Thousands of protesters have turned out in Shanghai, where the BBC has seen people bundled into police cars.
Students have also demonstrated at universities in Beijing and Nanjing.
The latest unrest follows a protest in the remote north-west city of Urumqi,
People are also increasingly turning against Winnie the Pooh and his Communist regime:
During Saturday night's protest in Shanghai - China's biggest city and a global financial hub in the east of the country - people were heard openly shouting slogans such as "Xi Jinping, step down" and "Communist party, step down".
The Communists have two options: 1) back down or 2) slowly but surely relax the rules in a way that they attempt to 'save face' by saying that the virus and/or our immunity to it has changed and that measures can be relaxed.

They will never admit they are wrong, but if they don't start to reduce restrictions pretty damn quick, any option to save face may disappear.

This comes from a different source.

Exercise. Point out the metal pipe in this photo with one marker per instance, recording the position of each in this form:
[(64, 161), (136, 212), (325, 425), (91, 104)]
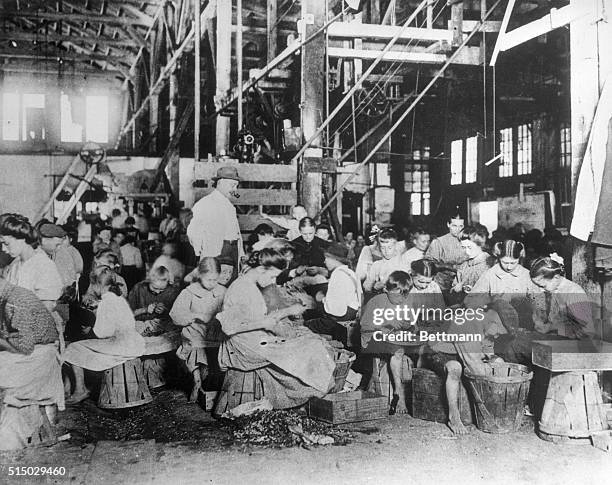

I am glad China tried to impose zero Covid in a way; China's failure to achieve their aims has vindicated those of us who could see from the early stages that Sars-CoV-2 was going to become endemic

I won't forget the claims that if we had just locked down a bit earlier, harder or longer, the virus would have been eliminated. However, providing they admit they were wrong, I am happy to forgive!

Media outlets such as (and especially!) the BBC took a long time to admit this, but there are few people (outside the Communist party of China and their cronies) who can't accept this inevitability.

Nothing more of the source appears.